ABSTRACT
Users of forced-choice questionnaires (FCQs) to measure personality commonly assume statement parameter invariance across contexts – between Likert and forced-choice (FC) items and between different FC items that share a common statement. In this paper, an empirical study was designed to check these two assumptions for an FCQ assessment measuring interpersonal and intrapersonal skills. We compared parameters of common statements between two Likert forms and two FCQ forms with a block size of two (statement pairs) and among five FCQ pair forms. In three of the five FCQ forms, statements were paired only with a statement they had appeared with in a triplet block. In the other two FCQ forms, statements were paired with statements they had not been paired with in a triplet block. This design allows us to evaluate statement parameter changes due to changes in context. The results do not support the statement parameter invariance assumption between Likert and FC items or the assumption between FC items when recombining statements form new items. However, the assumption between FC items was generally held for pairs formed by dropping a statement from a triplet item. There were some suggestions for sources of context effects, but the analyses were not definitive. Implications of the findings for test practice are discussed.
Acknowledgement
Zhitong Yang helped build the three subset pair forms from the two triplet forms. Daniel Fishtein and Yuan Wang managed the administration of all test forms. Nimmi Devasia and Steven Holtzman prepared the test data used in this paper. We are grateful for their contributions to this paper.
Disclosure statement
No potential conflict of interest was reported by the author(s).

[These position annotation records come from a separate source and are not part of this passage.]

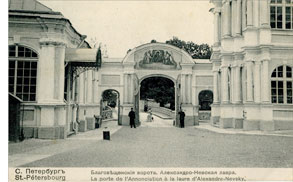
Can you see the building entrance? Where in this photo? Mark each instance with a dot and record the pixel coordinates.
(157, 101)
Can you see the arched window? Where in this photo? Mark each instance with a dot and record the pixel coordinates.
(23, 72)
(281, 85)
(281, 14)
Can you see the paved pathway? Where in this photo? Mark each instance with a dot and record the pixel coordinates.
(156, 144)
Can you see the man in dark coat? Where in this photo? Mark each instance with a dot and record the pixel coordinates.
(181, 115)
(132, 117)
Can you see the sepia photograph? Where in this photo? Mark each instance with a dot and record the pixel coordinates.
(202, 85)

Data availability statement
The data supporting this study’s findings are properties of ETS and not publicly available. The data may be available on request from the corresponding author on a case-by-case basis.
Notes
1. For example, blocks can be assembled so that within-block statements match on social desirability, dimension information is maximized and forms match on expected information by dimension.
2. We use the term statements here because that is the entity on which we conduct analyses; the wider choice literature typically refers to items, options, objects, or simply choices. We avoid items here because, for our context, an item in an FCQ refers to a block of statements.
3. Items were randomly ordered separately for each participant for all forms.
4. These data were also fit by the GGUM; generally, the 2PLM fit better. The results of a model comparison are documented elsewhere (Fu et al., Citation2023c).
5. Data from Pairs Forms 2C, 2D, and 2E data were not included in the Likert-to-FC comparison because including all the five pair forms (2A to 2E) would lead to a very large dataset with many items (1,150 forced-choice items plus 560 Likert statements) making model estimation slow and difficult due to the demand on computer memory.
6. Concurrent calibration is a planned missing design method to estimate item parameters from multiple forms in a single analysis (Kolen & Brennan, Citation2014).